Why Wichita Police Chief Norman Williams really “retired”


The City of Wichita would have us believe that former Wichita Police Chief Norman Williams retired to spend more time with his family. While the Chief had hinted at retirement for roughly one year prior to announcing the end of his career with the department, that is not the reason he left so abruptly.

The day before Chief Williams announced his retirement on August 14 of 2014, the United States Attorney’s Office held a Civil Rights Symposium at Wichita State University. Chief Williams was in attendance at this event, along with many community leaders who had been highly critical of the Chief’s performance.

To say that the Chief was openly criticized in this forum would be an understatement. The symposium was facilitated by United States Attorney Barry Grissom, who was approached by certain influential members of the community. Those community leaders told Grissom that the department needed change, and that the needed transition would not be possible under Chief Williams’ leadership.

The very next day, Chief Williams announced his retirement. Rather than announcing a retirement that would take effect several months from that day, as most honorable retirements from such positions would dictate, the Chief left almost immediately, after 39 years on the force. His last official day as Chief was September 5, a few short weeks after his announcement, but he took vacation time from the day after his announcement until the 5th of September, so he really left when he announced.

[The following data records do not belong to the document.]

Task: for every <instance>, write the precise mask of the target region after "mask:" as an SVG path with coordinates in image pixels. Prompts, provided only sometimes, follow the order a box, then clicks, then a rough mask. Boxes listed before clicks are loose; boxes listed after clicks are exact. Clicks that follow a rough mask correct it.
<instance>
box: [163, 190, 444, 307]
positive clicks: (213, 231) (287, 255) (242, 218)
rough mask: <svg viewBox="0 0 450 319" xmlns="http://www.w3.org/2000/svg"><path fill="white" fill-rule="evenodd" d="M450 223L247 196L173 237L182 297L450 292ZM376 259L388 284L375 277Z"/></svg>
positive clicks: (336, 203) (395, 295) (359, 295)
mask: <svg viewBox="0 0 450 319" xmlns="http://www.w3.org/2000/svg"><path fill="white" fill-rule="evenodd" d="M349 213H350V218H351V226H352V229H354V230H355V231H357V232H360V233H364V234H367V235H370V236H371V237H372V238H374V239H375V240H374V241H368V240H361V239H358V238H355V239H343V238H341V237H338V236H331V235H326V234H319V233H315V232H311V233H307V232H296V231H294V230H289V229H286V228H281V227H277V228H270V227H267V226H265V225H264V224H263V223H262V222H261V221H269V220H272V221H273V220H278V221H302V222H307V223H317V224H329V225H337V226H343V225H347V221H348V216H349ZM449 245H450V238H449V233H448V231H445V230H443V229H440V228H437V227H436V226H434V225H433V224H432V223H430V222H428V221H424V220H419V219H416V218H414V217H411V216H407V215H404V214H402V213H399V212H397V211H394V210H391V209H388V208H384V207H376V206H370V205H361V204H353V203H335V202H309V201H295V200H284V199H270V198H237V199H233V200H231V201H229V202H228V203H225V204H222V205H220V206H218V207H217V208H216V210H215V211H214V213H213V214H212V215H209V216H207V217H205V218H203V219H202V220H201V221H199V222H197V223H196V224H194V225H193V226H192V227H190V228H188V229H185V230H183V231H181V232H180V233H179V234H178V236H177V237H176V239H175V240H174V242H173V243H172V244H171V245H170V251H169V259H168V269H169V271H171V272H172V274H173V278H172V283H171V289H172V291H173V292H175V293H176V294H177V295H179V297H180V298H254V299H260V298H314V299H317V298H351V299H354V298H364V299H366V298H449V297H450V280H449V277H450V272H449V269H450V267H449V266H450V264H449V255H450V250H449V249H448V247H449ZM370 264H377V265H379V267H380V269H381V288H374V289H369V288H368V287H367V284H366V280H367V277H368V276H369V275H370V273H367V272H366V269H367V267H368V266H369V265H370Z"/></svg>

To put this into perspective, the Sedgwick County Manager, William Buchanan, announced his retirement on October 15, 2014, but he will not officially retire until June 15, 2015. The reason Buchanan announced his position eight months prior to leaving the office he held for 18 years is because this gives the county ample time to find a replacement, and to make a smooth transition, something the Chief did not do.

Shortly after Chief Williams announced his retirement, certain reporters filed Kansas Open Records Act requests to determine how many officers in the Wichita Police Department were on the Brady/Giglio list, a list of officers who, due to instances of dishonesty in their past, were not able to sign affidavits. Then, the same reporters filed the same requests the day after the Chief officially left office, and the number of officers on the Brady/Giglio list had decreased by one.

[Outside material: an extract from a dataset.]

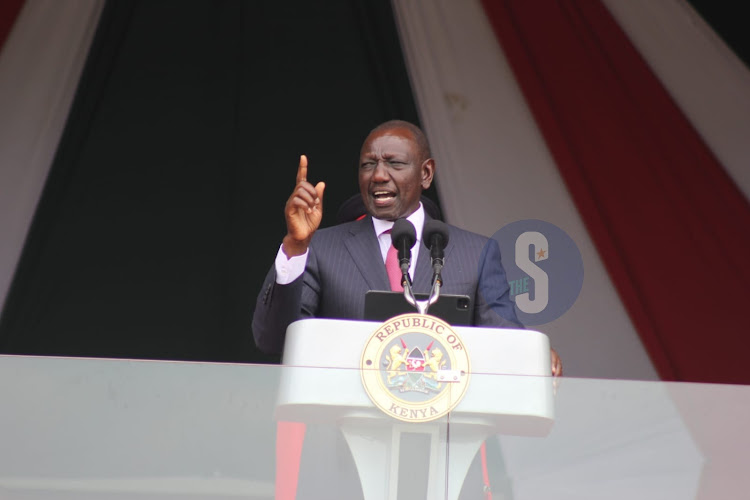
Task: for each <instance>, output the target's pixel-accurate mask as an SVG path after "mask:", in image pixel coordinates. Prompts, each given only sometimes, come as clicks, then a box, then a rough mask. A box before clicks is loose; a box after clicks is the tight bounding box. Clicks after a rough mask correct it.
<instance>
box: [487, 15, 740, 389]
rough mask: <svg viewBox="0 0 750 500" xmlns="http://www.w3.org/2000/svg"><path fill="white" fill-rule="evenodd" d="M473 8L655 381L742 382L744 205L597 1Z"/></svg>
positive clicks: (698, 137) (683, 116) (642, 61)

The department confirmed that Chief Williams was the only employee who left during that short time period, which verfied that Williams was in fact on the list of officers with credibility issues. The record requests were not filed by coincidence, but rather because there were rumors that Williams was on the list, information that could have only come from the Chief’s rivals within the department.

Chief Williams retired because of pressure from community leaders due to his complete and utter failure to address severe misconduct issues within the department, and for the lack of transparency that his administration operated under, presumably, with a suggestion from our U.S. Attorney, Barry Grissom.